This post started off as a research review, but half way through proofing it I decided to turn it into a more opinionated post about the current state of big data and the range of technologies available to solve big data problems with.
Most of my writing assume little to no knowledge about the topic I'm covering; this is partly with the hope of being useful to more people reading this, but more so to help myself if I decide to come back and read this in the future.
Within this post I'll take you through understanding the callenges of solving big data problems and highlight how it's different from classic data problems. A good portion of this post will also cover common techonologies used to handle big data.
What is big data?
Technically, big data refers to the high volume, velocity and variety of information that demand innovative forms of processing to extract meaningful insights, patterns and trends out of them. Or more simply; extremely large sets of data that require special programs and technology to make sense out of.
Recently, companies have started to place more value on data. With technology becoming more engrained in the everyday lives of people it's become the case that companies have access to massive streams of data coming from things like fitness wearables, mobile phones and social networks.
Big data can also be characterized more completely by the 5Vs: volume, variety, velocity, veracity and value. Understanding these 5Vs is key to solving big data problems.
Database technologies for big data
Big data requires large and scalable infrastructure to store and process the massive loads of data associated with it. The general trend has been that the costs of this infrastructure; which include network bandwidth, storage devices, data warehouses and processors, have steadily declined over the years making it cheaper to collect and store large amounts of data.
Cheaper infrastructure answers two-fifths of the problems associated with big data; volume and velocity. Next we need to focus on handling the variety, veracity and extraction of real value from big data.
Traditional relational database management systems (RDMS) are not capable of handling big data. Newer technologies that can efficiently handle big data sets across multiple servers are a necessity, below are a few popular database systems and processing frameworks used for this purpose:
Hadoop is a distributed data infrastructure that consists of the Hadoop Distributed File System (HDFS) for data storage and a Map/Reduce processing component. It's an extremely scalable and fault-tolerant database to store and process large amounts of structured, unstructured and semi-structured data. Hadoop is primarily suited for batch processing large sets of data.
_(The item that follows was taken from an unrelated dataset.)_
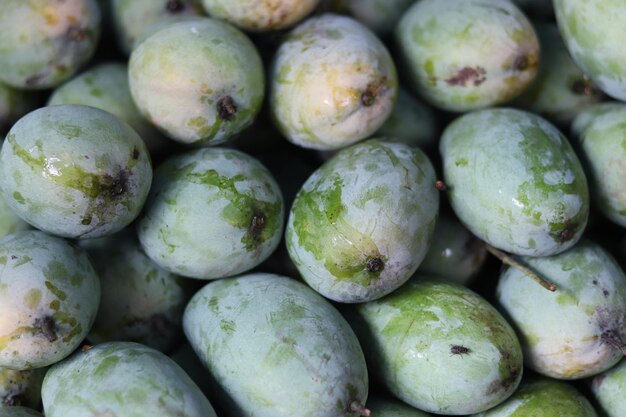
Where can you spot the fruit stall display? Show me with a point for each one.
(312, 208)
Map/Reduce: This is a programming framework for automatic parallelization. The map and reduce components of this algorithm breaks apart an input and processes them independantaly (in parallel) before finally 'reducing' them into one input. (Simply put it lets you break apart massive sets of data, analyze them idividually and combine everything to one output at the end.)
Apache spark is an in-memory centric big data framework that can be used to process large sets of data in real-time with impressive speeds. It's 100x faster than Hadoop in memory, and 10x faster on disk. Spark is easier to program than Hadoop, but it's important to understand that it's a data processing tools and doesn't do distributed storage like Hadoop, so if you want to use spark it has to be combined with either HDFS or another database system.
NoSQL and NewSQL databases
NoSQL and NewSQL databases are in the form of key-value stores, column stores, document stores and graph databases. NoSQL refers to open-sourced, distributed and non-relational databases that use eventual consistency based on the CAP (consistency, availability, partition) theorem. This allows them to be highly scalable compared to SQL databases. There's also a newer class of databases called NewSQL that combines the ACID (Atomicity, Consistency, Isolation, Durability) properties of SQL and the fault-tolerance and scalability of NoSQL.
Below is a quick summary of the different types of NoSQL databases that have different levels of scalability, flexibility, complexity and functionality.
Key-value stores are a schema-less was of storing data as a pair (key, value). They were designed to provide very fast access to a massive load of data, although it is only viable for cases where all data can be accessible by a key.
Column store databases like Cassandra store data tables as sections of columns. It extends key-value stores by allowing columns to have complex structures. Columns can be grouped together to combine related data, which allows for data to be retrieved by addressing a column family name and a row key.
Document stores are simply a key-value store where the value is a document. The documents can have complex structures of any kind and therefore provide large flexibility for storing data. MongoDB and CouchDB are popular database systems that use document stores.
Graph databases are a type of non-relational database that provide a unique way of representing relationships between data based on graph theory. Graph databases makes it possible to write queries as traversals and therefore makes it possible to query and answer more complex questions about the data. One of the key disadvantages with graph databases is that they are tough to partition across servers and currently don't have a standard query language.
Big data is an exciting field to study and operate in as it holds the key to a future where data can be utilized in new ways to improve the livelihood of billions of people by identifying and solving problems that we couldn't possible understand.
Learning more about the tools available for problem solving with big data is one of the first steps in getting into the space. Hopefully I'll follow this post up with a more indepth analysis of each of these tools and how to apply them in the future.
V. Storey and I. Song, "Big data technologies and Management: What conceptual modeling can do", Data & Knowledge Engineering, vol. 108, pp. 50-67, 2017.